In the cryptocurrency world, investors often struggle between spot trading and contract trading. In fact, both methods can be profitable, and the major earners fall into two categories: one is the skilled traders with exceptional techniques, and the other is the seemingly simple yet deeply knowledgeable 'fool' type of investors.

Cryptocurrency investors are primarily retail investors. Most retail investors start with capital below 100,000 USDT, while those with around 1,000,000 USDT are rare, and those above 5,000,000 USDT are even fewer. The way to make money varies greatly depending on the amount of capital.

Investors with over 1,000,000 USDT pursue stability, do not prioritize short-term gains, and prefer spot trading. They adopt a conservative strategy akin to 'fools,' investing based on bull and bear cycles, with durations ranging from one year to three years or even longer, and they are satisfied with returns of 5-10 times.

On the other hand, the vast majority of retail investors, due to limited funds, hope to profit quickly in the short term, thus leaning towards contract trading.
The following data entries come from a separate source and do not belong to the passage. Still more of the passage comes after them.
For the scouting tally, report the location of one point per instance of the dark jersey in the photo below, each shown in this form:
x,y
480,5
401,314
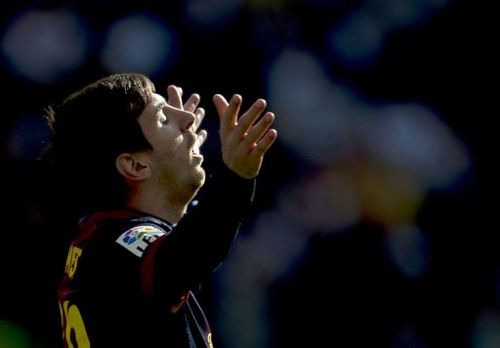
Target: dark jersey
x,y
130,278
Contract trading inherently carries high leverage, allowing for small investments to yield large returns, but the risks are extremely high. This requires retail investors to have a comprehensive trading strategy, precise market judgment, excellent operational skills, and a strong awareness of risk control, further testing whether they possess the qualities of a skilled trader.

In simple terms, the key to spot trading lies in grasping the timing of entry, while contract trading focuses on operational skill. I sincerely hope that every investor can continuously accumulate experience and wealth, and one day, engage in stable investments like the 'fool' type investors. But always remember, the risks in the cryptocurrency world are enormous, and regardless of the trading method chosen, risk control must always be the top priority.